Mergers, Acquisitions & Private Equity

• Healthcare M&A transactions declined by 2.8% in Q3 2024, marking the lowest level since Q3 2020, with private equity participation dropping to 7% from 12% in Q2. Major deals included TowerBrook Capital Partners and Clayton, Dubilier & Rice’s $8.9 billion acquisition of R1 RCM Inc., Carlyle’s $3.8 billion purchase of Baxter International’s Kidney Care segment, and Orlando Health’s $439.4 million acquisition of three Florida hospitals from Steward Health Care. Professional Services dominated the sector with 54.8% of total deal volume, while the Hospital sector saw a 50% increase in transaction activity due to Steward Health Care’s divestitures. The Federal Reserve’s interest rate cuts and California’s veto of Assembly Bill 3129 signal potential growth in healthcare M&A activity for 2025, despite ongoing regulatory scrutiny.

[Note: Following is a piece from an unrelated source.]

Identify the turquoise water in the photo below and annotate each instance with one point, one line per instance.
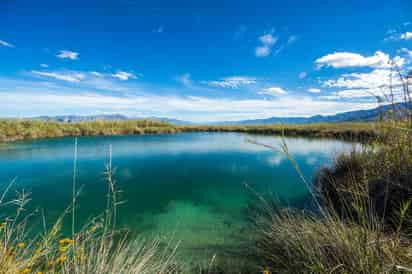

• A recent report by the Federal Trade Commission warns that private equity ownership introduces “new and unique risks” to healthcare, surpassing those associated with general industry consolidation. The investigation, which reviewed over 2,000 public comments, highlights concerns such as higher consumer prices, operational changes, and staffing reductions linked to private equity-backed healthcare services. The agencies urge Congress and state legislators to enhance oversight by lowering the federal reporting threshold for mergers and acquisitions and expanding transparency rules regarding nursing home ownership. The report notes that private equity firms have significant investments across various healthcare sectors, including physician practices, emergency room staffing, nursing homes, mental health facilities, and hospitals. It also points out that companies with private equity ties are more prone to bankruptcies.